BarCodeResult[] barCodeResults = barCodeReader.readBarCodes();
System.out.println("Noisy + HighQuality + LOW mode: results = " + barCodeResults.length);

This pattern is appropriate when:

  • images come from mobile cameras or cheap scanners,
  • you often see motion blur, compression artifacts, or strong noise,
  • and throughput is less important than maximum recognition probability.

4. Combining presets, BarcodeQualityMode, and X-dimension hints

The real power of QualitySettings comes from combining:

  • a preset (HighPerformance, NormalQuality, HighQuality, MaxQuality),
  • a BarcodeQualityMode value (HIGH, NORMAL, LOW),
  • additional overrides such as XDimensionMode and MinimalXDimension.

Example: clean CODE_128 with very small modules and a speed-first preset.

String imagePath = "code128_clean.png";

BarCodeReader barCodeReader = new BarCodeReader(imagePath, DecodeType.CODE_128);

QualitySettings qualitySettings = QualitySettings.getHighPerformance();
qualitySettings.setXDimension(XDimensionMode.USE_MINIMAL_X_DIMENSION);
qualitySettings.setMinimalXDimension(1.0f);
qualitySettings.setBarcodeQuality(BarcodeQualityMode.LOW);
barCodeReader.setQualitySettings(qualitySettings);

BarCodeResult[] barCodeResults = barCodeReader.readBarCodes();
if (barCodeResults.length > 0) {
    BarCodeResult barCodeResult = barCodeResults[0];
    System.out.println("Preset + overrides: " + barCodeResult.getCodeText());
}

Here:

  • getHighPerformance() provides a fast baseline,
  • setXDimension(XDimensionMode.USE_MINIMAL_X_DIMENSION) and setMinimalXDimension(1.0f) tell the engine that bar widths may be very small,
  • BarcodeQualityMode.LOW says that barcodes may be low quality (weak / noisy), so the recognition path should be tolerant even though the preset is speed-oriented.

Use this approach when:

  • you know something about expected module size (print resolution, target device, etc.),
  • you need to support tiny barcodes rendered at the edge of resolution,
  • you want to stay close to performance presets but still help the engine with geometry hints.

5. Practical recommendations

When configuring BarcodeQualityMode and QualitySettings in a real system:

  • Start from a preset that matches your scenario:
    • getNormalQuality() for general-purpose applications.
    • getHighPerformance() for clean, predictable barcodes and maximum throughput.
    • getHighQuality() when barcodes are often low quality or damaged.
    • getMaxQuality() when you need the most robust behavior, even for difficult or partially incorrect symbols.
  • Set BarcodeQualityMode according to expected quality of current inputs:
    • HIGH – clean synthetic data, good printers, controlled environment.
    • NORMAL – ordinary scans, moderate imperfections.
    • LOW – noisy/blurred barcodes, poor lighting, low-contrast prints.
  • For noisy or degraded images, prefer combinations like:
    • HighQuality + LOW,
    • MaxQuality + LOW.
  • For clean high-throughput scenarios, start from:
    • HighPerformance + HIGH,
    • or NormalQuality + NORMAL for a balanced profile.
  • Combine presets with targeted overrides (XDimensionMode, MinimalXDimension, etc.) when you know details about symbol geometry or device resolution.

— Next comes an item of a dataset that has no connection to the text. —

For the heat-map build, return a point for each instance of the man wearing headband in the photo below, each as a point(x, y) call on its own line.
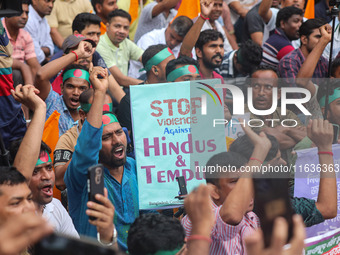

Notes about the example class

The example class QualityModeExample generates its own test images:

  • code128_clean.png – a clean synthetic CODE_128 image,
  • code128_noisy.png – the same image with Gaussian noise added by ExampleAssist.addGaussianNoise(...).

These fixtures help demonstrate how different combinations of presets and BarcodeQualityMode behave on clean vs noisy data.
In your own projects you can reuse the patterns but work with your real images instead of generated ones.